Als drittes Szenario bezeichnete er die Entwicklung der Fläche mit Geschäften, Volksbank, Bürgersaal und Rathaus, eventuell auch Wohnungen durch die Gemeinde. Ebenso würden durch Interessierte Café/Eisdiele und Gaststätte gebaut oder Teile davon in Gebäude der Gemeinde integriert und verpachtet. Das Dach der Holzheide würde dann nur soweit instand gesetzt, dass sie bis zur Fertigstellung der neuen Gastronomie genutzt werden kann. Eine weitere Investition in das Gebäude fände dann nicht statt.

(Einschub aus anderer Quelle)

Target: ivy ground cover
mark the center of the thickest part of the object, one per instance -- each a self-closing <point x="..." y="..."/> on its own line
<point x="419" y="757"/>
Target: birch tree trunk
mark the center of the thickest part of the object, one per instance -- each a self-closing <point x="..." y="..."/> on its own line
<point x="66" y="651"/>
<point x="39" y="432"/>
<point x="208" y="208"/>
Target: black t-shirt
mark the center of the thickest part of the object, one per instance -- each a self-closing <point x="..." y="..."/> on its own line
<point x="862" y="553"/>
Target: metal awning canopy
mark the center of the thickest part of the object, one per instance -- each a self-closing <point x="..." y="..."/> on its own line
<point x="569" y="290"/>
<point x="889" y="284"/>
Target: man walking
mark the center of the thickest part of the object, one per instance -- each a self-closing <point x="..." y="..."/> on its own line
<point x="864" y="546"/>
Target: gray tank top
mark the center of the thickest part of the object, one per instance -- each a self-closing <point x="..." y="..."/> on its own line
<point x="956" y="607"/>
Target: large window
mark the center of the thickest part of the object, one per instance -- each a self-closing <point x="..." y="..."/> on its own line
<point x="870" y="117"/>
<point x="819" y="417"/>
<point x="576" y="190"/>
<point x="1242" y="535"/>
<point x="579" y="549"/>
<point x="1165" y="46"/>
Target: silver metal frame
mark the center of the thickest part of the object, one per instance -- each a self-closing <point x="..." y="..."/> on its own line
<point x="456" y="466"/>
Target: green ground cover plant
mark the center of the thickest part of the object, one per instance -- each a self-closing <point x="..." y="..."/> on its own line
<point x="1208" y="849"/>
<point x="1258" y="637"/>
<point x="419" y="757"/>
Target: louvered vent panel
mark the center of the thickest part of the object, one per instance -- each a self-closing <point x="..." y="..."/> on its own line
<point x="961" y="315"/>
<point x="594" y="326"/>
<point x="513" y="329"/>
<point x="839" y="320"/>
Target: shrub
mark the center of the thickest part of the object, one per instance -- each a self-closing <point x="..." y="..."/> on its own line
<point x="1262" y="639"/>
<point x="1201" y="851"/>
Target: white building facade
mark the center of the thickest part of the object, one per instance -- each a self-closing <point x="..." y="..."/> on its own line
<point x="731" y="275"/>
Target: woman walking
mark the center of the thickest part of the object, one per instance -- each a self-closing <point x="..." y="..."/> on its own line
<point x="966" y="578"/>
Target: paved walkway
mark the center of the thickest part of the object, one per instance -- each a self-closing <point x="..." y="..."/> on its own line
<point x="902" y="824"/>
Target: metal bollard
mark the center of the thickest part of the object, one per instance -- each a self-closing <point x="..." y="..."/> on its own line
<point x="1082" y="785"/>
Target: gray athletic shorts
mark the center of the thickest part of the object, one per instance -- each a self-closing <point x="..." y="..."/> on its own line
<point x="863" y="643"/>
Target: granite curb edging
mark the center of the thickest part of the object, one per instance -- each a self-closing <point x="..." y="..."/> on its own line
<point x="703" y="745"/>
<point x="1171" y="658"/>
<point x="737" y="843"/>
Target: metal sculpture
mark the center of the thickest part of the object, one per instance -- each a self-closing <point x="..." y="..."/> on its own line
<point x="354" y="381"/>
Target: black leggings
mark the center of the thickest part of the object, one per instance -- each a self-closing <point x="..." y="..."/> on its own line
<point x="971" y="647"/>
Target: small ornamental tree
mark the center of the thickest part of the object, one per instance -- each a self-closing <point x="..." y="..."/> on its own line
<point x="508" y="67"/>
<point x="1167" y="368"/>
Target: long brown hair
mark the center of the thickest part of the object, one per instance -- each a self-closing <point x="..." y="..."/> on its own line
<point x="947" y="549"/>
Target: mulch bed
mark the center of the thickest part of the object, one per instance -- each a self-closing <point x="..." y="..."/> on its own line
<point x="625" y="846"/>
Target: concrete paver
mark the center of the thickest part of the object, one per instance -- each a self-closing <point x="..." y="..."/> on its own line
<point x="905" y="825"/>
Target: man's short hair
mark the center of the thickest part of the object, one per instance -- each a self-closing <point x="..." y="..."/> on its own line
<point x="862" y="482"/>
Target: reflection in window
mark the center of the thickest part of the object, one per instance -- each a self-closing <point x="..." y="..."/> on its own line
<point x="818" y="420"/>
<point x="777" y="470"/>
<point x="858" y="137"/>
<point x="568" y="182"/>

Bürgermeister Elixmann: „Wir haben jetzt eine Dynamik drin.“

Bürgermeister Holger Elixmann freute sich: „Wir haben jetzt eine Dynamik drin. Wenn der Vorschlag für die Neue Mitte nicht gekommen wäre, hätten wir ab dem 9. Februar einen gemacht.“

Peter Langer von der Bürgerinitiative sieht in dem Punkt der SPD zur Entwicklung der Fläche ohne Beteiligung der Gemeinde einen Ansatzpunkt. Mit den Plänen der CDU sehe er eine größere Überschneidung. Die Aussage „Kein Rathausneubau in der Neuen Mitte“ trage dem Bürgervotum Rechnung.